Soon, I didn’t have the strength to even yell for help anymore, and was so weak that I just wanted to sleep, but I opened my eyes, and saw a vision. Just a few feet away, and a little bit higher above me was a nun dressed in a slow waving bright bluish robe. I saw her from her side, and she was holding something in her hands while praying. (Not being Catholic, would a three year old have any idea what a rosary even was?) The silhouette of her face looked formed by a gel-like line, and inside that line was white-like florescent light, so I couldn’t distinguish the face. Then, I had an exuberant feeling of suddenly completely knowing that I didn’t have to be afraid anymore at all. 

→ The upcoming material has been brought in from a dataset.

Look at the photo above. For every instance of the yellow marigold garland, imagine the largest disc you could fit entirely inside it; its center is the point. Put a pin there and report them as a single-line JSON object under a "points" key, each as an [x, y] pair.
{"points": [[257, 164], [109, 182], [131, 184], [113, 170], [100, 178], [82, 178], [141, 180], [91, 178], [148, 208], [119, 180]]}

Maybe, because I was teetering on the brink of death (which I later learned can be the time that people see these sorts of things) I was able to see her. Maybe the reason that I saw that nun praying was because she was actually trying to get me to look up again to see if she was still there? Maybe if I didn’t keep trying to see her by lifting my head up, I might have fallen asleep and died! Despite seeing this, I couldn’t help that I was falling asleep. Finally, I only had the strength to lift my head up one more time just because I wanted to see if she was still there. It was during my last effort to see if she was still there that I also saw that there were others (not nuns) who had come down from much higher above. That made me stay awake a little bit longer because I was trying to see what else was suddenly going on. What I then saw were lines forming a group of other robed figures, but they were all bright white. 

One of them briefly went over close to the nun, and then went back to convene with the rest of the group who were higher up where it was too much of a strain for me to see around the telephone pole. They were having some kind of discussion among themselves which I think I wasn’t supposed to know about. Then, they all disappeared when I heard a sound.